Щурясь на яркий экран, запустил дневник. «День четвёртый». Пальцы плохо слушались, глаза не привыкли. «А что писать? Что же?» Случилось бы хоть что-нибудь, он бы написал. Но ничего не случилось. Совсем. Он перечитал предыдущие записи. Вчера уронил стакан. Сегодня даже этого не произошло. Задумался. Вышел из-за стола и подошёл к чайнику. Взял и бросил на пол стакан. «Ну вот, — подумал, — сегодня снова уронил стакан». Вернулся к ноутбуку и записал: «Сегодня разбился ещё один стакан. Но то же самое уже было вчера». Вернулся к чайнику. Задумчиво посмотрел на оставшиеся два стакана. «Если я разобью ещё один, нам будет неудобно пить чай», — перевёл взгляд в темноту, которая скрывала его попутчика. «А если я ничего не напишу, тогда и этот день будет таким же, как вчерашний».

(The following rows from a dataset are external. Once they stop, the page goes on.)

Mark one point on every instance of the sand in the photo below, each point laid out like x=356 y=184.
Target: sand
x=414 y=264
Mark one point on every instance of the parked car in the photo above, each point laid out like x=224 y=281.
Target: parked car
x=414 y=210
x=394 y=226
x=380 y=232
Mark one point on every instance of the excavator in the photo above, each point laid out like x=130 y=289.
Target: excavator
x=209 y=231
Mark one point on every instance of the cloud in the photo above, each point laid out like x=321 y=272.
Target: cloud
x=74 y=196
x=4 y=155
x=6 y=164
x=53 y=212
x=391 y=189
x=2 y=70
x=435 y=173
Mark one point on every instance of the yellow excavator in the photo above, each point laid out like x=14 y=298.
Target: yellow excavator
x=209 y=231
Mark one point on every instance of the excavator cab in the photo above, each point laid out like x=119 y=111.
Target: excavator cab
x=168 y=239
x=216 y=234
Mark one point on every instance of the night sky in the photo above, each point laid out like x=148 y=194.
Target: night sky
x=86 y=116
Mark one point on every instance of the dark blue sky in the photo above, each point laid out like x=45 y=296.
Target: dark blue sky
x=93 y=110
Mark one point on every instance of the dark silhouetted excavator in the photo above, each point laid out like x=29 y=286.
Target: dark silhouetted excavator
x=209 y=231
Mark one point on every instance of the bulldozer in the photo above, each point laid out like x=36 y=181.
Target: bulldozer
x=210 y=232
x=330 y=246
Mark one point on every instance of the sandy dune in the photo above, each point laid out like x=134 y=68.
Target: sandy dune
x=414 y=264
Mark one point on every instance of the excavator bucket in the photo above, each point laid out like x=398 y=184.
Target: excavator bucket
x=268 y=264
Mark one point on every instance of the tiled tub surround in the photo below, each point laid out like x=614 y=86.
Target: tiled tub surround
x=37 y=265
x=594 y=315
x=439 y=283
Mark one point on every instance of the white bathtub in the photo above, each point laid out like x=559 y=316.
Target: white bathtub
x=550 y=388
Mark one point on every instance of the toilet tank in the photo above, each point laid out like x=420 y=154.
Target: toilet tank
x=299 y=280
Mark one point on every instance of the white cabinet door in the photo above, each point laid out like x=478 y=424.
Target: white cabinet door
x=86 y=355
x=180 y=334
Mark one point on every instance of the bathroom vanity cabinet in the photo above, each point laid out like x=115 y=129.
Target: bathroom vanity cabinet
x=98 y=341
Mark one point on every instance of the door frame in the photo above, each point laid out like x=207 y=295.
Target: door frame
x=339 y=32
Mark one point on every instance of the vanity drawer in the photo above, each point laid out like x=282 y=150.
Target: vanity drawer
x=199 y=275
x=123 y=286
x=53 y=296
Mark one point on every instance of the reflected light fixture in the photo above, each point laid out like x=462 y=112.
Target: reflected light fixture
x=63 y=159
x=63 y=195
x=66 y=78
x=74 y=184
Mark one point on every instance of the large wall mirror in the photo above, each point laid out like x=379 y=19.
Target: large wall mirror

Алан сел перед ноутбуком и уставился на белый, пустой экран с дневником. Мигал курсор. Неожиданно экран погас, дёрнул мышку, изображение вернулось. «Всего четвёртый день, а я уже раскис, как тряпка», — подумал он и закрыл ноутбук. Откинулся на диване. Зажмурился.
«А если мы не вернёмся? Новые двигатели. Очень быстрые двигатели. Ни у кого таких нет. А если мы не вернёмся? А если…»
Грохот в темноте вернул Алана в реальность.
— Что такое? — вскрикнул он и быстро сел на диван.
— Это я, всё пучком, — хриплым голосом отозвалась темнота.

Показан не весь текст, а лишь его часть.